Dealing with these denials can be expensive, with each rejected claim costing an average of $25 to manage. This can create significant cash flow issues for practices’ revenue cycle management (RCM).

Issues with eligibility coverage not only drive up billing costs but also delay the revenue collection process, disrupting the entire revenue cycle.

Using a reliable insurance verification method can help avoid denials, simplify medical billing, and improve your bottom line.

This guide will walk you through different methods for checking a patient’s Medicare insurance eligibility.

What is Medicare Coverage?

Medicare is a federal health insurance program that was established in 1965. It provides coverage for people aged 65 and older, regardless of their work history, income, or health status.

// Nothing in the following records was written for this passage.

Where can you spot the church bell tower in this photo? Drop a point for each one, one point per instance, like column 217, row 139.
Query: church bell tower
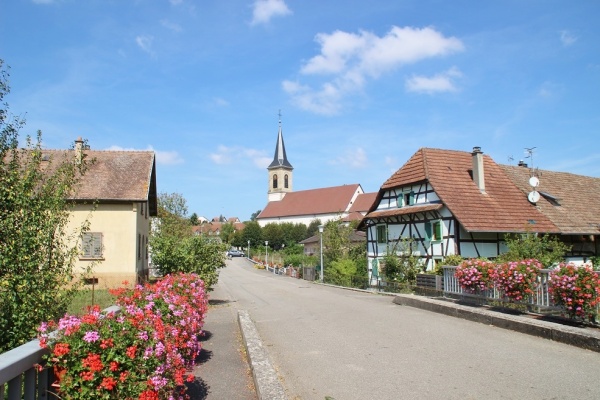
column 280, row 170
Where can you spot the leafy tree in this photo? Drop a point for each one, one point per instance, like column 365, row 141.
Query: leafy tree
column 254, row 215
column 37, row 249
column 274, row 234
column 175, row 248
column 253, row 232
column 400, row 262
column 546, row 249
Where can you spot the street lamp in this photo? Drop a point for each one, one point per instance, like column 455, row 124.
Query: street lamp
column 267, row 254
column 321, row 233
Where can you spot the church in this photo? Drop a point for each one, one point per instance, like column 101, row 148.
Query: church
column 346, row 202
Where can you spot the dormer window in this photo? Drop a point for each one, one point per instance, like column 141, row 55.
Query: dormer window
column 405, row 199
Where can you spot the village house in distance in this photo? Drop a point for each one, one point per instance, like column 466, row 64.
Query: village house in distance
column 345, row 202
column 449, row 202
column 117, row 195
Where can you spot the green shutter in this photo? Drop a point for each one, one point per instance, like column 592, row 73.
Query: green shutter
column 428, row 230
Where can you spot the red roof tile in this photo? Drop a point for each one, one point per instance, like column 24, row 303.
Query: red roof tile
column 311, row 202
column 502, row 208
column 576, row 210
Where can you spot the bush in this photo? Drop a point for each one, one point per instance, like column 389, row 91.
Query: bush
column 577, row 289
column 475, row 275
column 142, row 353
column 517, row 279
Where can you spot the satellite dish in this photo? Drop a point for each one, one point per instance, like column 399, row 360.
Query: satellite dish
column 534, row 181
column 533, row 197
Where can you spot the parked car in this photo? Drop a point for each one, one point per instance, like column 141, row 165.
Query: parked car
column 235, row 253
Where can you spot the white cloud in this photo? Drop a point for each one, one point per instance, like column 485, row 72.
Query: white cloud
column 162, row 157
column 171, row 25
column 437, row 83
column 355, row 158
column 567, row 38
column 226, row 155
column 145, row 43
column 264, row 10
column 351, row 59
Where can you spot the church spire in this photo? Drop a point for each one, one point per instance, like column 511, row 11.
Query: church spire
column 280, row 170
column 280, row 158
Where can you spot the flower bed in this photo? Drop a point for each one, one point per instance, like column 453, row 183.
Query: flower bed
column 577, row 289
column 475, row 275
column 144, row 352
column 516, row 280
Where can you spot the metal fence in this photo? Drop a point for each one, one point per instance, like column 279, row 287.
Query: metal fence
column 20, row 378
column 541, row 299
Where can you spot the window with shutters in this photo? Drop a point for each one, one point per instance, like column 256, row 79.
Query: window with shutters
column 382, row 234
column 91, row 245
column 433, row 230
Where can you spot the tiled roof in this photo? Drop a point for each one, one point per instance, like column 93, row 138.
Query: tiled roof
column 576, row 209
column 502, row 208
column 311, row 202
column 115, row 175
column 404, row 210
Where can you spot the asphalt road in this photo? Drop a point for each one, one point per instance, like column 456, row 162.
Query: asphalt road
column 332, row 343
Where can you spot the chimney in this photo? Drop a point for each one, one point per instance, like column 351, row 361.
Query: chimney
column 478, row 168
column 78, row 150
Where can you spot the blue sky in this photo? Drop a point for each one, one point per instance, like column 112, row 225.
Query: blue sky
column 361, row 86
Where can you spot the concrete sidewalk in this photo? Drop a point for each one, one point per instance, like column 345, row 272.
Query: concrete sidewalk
column 223, row 371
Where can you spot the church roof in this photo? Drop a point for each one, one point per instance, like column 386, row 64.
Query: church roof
column 280, row 158
column 327, row 200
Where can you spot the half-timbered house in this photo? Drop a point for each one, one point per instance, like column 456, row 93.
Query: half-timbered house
column 445, row 202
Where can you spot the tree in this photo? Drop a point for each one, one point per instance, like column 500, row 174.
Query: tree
column 37, row 249
column 175, row 248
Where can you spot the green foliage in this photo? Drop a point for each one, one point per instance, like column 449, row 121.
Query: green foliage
column 546, row 249
column 340, row 272
column 37, row 250
column 176, row 249
column 401, row 264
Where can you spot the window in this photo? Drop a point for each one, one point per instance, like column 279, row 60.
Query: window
column 433, row 230
column 382, row 234
column 405, row 199
column 91, row 245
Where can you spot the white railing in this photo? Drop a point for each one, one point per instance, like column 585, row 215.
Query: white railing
column 540, row 299
column 19, row 374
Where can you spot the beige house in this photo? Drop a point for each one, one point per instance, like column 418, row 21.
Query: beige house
column 117, row 195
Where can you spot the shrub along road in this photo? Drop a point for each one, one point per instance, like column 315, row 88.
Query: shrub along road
column 325, row 341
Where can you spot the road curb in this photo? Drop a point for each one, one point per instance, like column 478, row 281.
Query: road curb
column 574, row 336
column 266, row 379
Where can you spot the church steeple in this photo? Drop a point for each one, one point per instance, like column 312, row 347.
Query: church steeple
column 280, row 170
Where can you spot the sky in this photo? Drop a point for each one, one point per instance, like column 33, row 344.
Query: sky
column 360, row 86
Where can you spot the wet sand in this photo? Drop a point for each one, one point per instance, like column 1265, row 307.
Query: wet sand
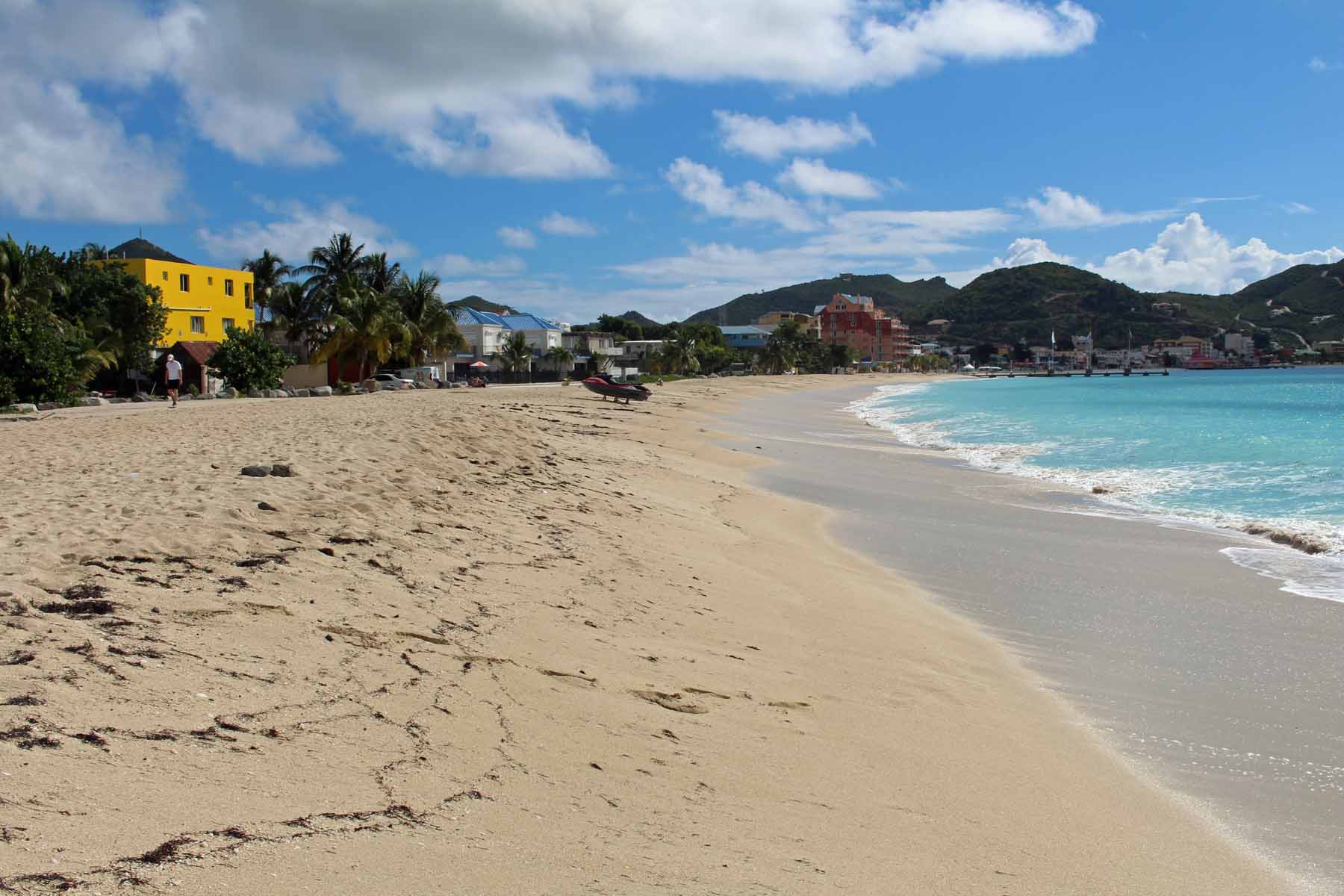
column 512, row 641
column 1203, row 673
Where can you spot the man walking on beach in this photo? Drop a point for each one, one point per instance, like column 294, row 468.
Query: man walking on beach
column 172, row 378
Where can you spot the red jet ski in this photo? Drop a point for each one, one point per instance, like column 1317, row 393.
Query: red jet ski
column 609, row 388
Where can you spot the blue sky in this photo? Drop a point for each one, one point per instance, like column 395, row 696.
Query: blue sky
column 585, row 156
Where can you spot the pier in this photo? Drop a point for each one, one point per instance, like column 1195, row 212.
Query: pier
column 1009, row 375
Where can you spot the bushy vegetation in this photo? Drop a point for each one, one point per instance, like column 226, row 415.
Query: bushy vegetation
column 70, row 320
column 248, row 361
column 355, row 308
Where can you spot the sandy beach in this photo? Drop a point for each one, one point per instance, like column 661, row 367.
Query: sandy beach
column 515, row 641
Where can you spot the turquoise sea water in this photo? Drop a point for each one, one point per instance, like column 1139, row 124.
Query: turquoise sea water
column 1218, row 448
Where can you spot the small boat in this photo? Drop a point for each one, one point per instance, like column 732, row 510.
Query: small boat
column 609, row 388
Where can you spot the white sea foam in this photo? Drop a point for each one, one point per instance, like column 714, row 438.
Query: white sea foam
column 1310, row 576
column 1132, row 489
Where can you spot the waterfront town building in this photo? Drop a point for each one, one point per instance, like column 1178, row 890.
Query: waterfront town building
column 202, row 301
column 858, row 323
column 1184, row 348
column 771, row 321
column 745, row 337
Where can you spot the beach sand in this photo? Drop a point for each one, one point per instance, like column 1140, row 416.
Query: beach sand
column 512, row 641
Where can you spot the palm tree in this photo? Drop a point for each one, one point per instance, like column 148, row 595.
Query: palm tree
column 329, row 265
column 268, row 274
column 381, row 276
column 679, row 355
column 299, row 314
column 558, row 355
column 364, row 324
column 776, row 356
column 432, row 326
column 515, row 354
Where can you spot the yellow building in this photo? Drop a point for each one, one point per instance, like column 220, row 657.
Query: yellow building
column 202, row 301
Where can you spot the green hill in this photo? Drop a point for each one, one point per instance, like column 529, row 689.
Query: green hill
column 1028, row 302
column 635, row 317
column 479, row 304
column 890, row 294
column 1310, row 292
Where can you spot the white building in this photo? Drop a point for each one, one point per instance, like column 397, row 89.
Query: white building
column 641, row 348
column 1243, row 346
column 485, row 334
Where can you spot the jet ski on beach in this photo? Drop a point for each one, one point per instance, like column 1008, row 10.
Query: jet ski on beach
column 609, row 388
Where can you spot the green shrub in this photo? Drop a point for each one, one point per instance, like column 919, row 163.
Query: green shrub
column 38, row 361
column 248, row 361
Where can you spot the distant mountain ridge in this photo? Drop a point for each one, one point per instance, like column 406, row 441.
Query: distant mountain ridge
column 479, row 304
column 1030, row 302
column 886, row 290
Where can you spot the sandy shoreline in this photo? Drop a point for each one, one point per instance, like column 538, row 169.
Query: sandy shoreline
column 512, row 641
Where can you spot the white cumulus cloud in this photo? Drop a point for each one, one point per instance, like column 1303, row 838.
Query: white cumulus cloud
column 815, row 178
column 1189, row 255
column 1061, row 208
column 482, row 87
column 295, row 228
column 768, row 140
column 1030, row 252
column 65, row 160
column 517, row 237
column 749, row 202
column 450, row 265
column 561, row 225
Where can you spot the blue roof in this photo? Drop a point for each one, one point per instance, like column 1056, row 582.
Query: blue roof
column 468, row 316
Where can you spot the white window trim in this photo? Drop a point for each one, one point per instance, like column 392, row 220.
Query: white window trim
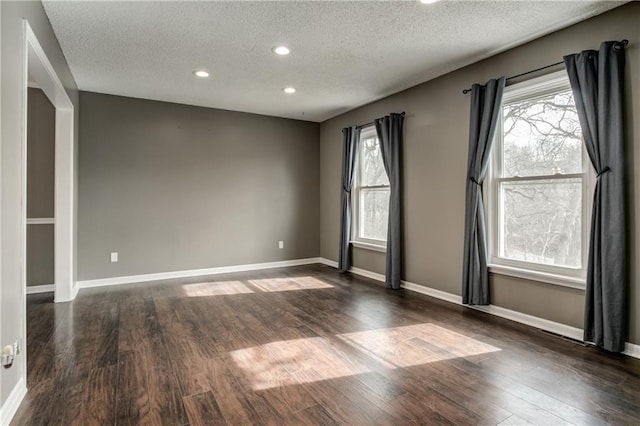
column 356, row 240
column 562, row 276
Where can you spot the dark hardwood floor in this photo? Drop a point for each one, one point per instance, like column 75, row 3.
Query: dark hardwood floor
column 305, row 345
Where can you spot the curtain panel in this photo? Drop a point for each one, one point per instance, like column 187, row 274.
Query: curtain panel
column 597, row 82
column 350, row 137
column 389, row 130
column 486, row 102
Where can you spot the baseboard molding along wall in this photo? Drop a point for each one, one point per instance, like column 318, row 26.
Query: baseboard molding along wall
column 193, row 273
column 10, row 406
column 45, row 288
column 631, row 349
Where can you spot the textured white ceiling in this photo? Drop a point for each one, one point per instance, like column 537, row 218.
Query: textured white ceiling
column 344, row 54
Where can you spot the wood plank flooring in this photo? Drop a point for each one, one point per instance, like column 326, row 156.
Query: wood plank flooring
column 304, row 346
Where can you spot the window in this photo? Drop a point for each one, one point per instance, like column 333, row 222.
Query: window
column 539, row 185
column 371, row 193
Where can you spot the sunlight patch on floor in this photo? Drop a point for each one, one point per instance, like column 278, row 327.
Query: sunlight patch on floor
column 292, row 362
column 270, row 285
column 289, row 284
column 415, row 344
column 298, row 361
column 217, row 288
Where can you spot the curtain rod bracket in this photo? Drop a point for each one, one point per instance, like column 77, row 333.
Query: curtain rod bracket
column 373, row 122
column 617, row 46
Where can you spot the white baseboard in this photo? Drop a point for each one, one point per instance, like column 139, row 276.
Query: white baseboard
column 193, row 273
column 45, row 288
column 11, row 405
column 575, row 333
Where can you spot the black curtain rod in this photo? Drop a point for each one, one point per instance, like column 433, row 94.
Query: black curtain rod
column 371, row 123
column 624, row 43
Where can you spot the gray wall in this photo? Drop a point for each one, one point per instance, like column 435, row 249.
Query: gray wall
column 435, row 156
column 11, row 166
column 173, row 187
column 41, row 126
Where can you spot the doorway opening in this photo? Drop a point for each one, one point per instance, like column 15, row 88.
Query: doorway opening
column 59, row 216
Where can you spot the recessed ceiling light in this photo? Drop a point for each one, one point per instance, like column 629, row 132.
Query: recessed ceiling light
column 201, row 73
column 281, row 50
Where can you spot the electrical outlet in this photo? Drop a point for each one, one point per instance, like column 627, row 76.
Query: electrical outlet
column 8, row 355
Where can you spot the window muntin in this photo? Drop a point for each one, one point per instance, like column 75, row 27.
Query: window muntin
column 538, row 181
column 372, row 190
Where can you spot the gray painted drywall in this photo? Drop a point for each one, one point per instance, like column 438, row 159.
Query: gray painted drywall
column 41, row 126
column 173, row 187
column 41, row 120
column 39, row 255
column 435, row 156
column 12, row 306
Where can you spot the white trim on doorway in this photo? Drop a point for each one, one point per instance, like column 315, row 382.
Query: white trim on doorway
column 39, row 68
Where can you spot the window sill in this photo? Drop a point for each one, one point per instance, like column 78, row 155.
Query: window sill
column 369, row 246
column 545, row 277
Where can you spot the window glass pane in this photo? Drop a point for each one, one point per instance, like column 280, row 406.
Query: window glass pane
column 542, row 136
column 371, row 165
column 541, row 221
column 374, row 213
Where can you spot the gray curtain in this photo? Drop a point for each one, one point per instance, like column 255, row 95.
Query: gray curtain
column 389, row 129
column 486, row 102
column 350, row 137
column 597, row 80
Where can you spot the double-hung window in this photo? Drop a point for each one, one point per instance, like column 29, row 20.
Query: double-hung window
column 539, row 185
column 370, row 194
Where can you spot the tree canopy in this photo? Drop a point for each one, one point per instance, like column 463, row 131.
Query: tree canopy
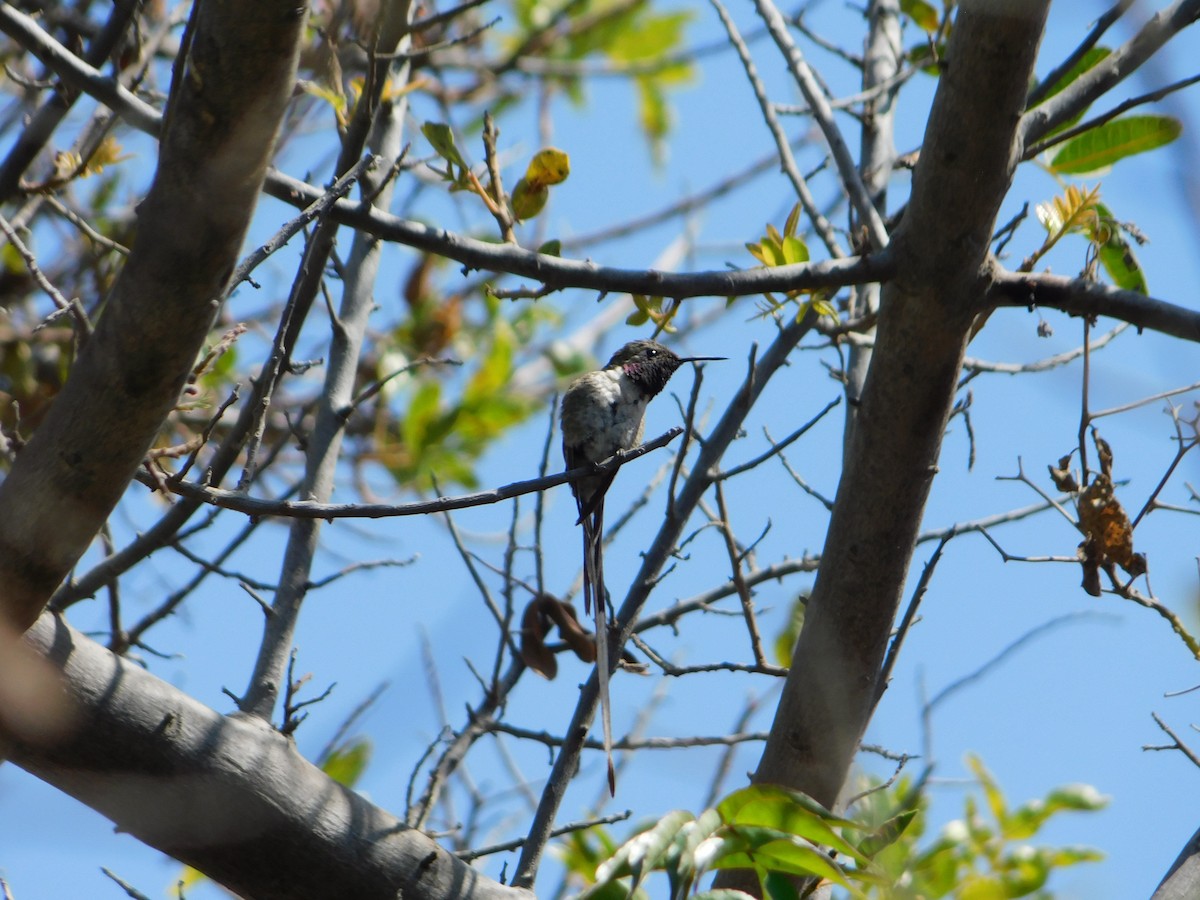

Medicare is overseen by the Centers for Medicare and Medicaid Services (CMS), which is part of the U.S. Department of Health and Human Services. It operates under the guidance of Congress.

Medicare isn’t meant to cover all medical costs; its goal is to assist with a portion of expenses. Beneficiaries are still responsible for some out-of-pocket costs, such as deductibles, copayments, and any services that Medicare doesn’t cover. It is important to periodically verify a Medicare beneficiary’s eligibility through Medicare Administrative Contractors (MACs) and their online portals to ensure accurate billing for services provided under Medicare.

Medicare is made up of four parts:

  • Part A (Hospital Insurance): This helps cover the costs of inpatient hospital care, skilled nursing facility care (after a hospital stay), some home health care, and hospice care.
  • Part B (Medical Insurance): This helps with expenses related to doctor visits, various medical services, and supplies that Part A doesn’t cover.
  • Part C (Medicare Advantage): Formerly known as Medicare + Choice. This plan is available in many areas and allows those with Part A and Part B to get all their healthcare services through a single provider organization.
  • Part D (Prescription Drug Coverage): This helps cover the cost of prescription medications that doctors prescribe for treatment.

Understanding Medicare Eligibility

Medicare eligibility is a critical aspect of healthcare management, ensuring that patients receive the necessary medical coverage. Medicare is a federal health insurance program that provides coverage for people aged 65 and older, certain qualified disabled people under age 65, and people of all ages with end-stage renal disease (ESRD). To determine Medicare eligibility, providers must verify a patient’s Medicare beneficiary identifier, also known as the Medicare Beneficiary Identifier (MBI). This unique identifier is used to process Medicare claims and ensure accurate billing.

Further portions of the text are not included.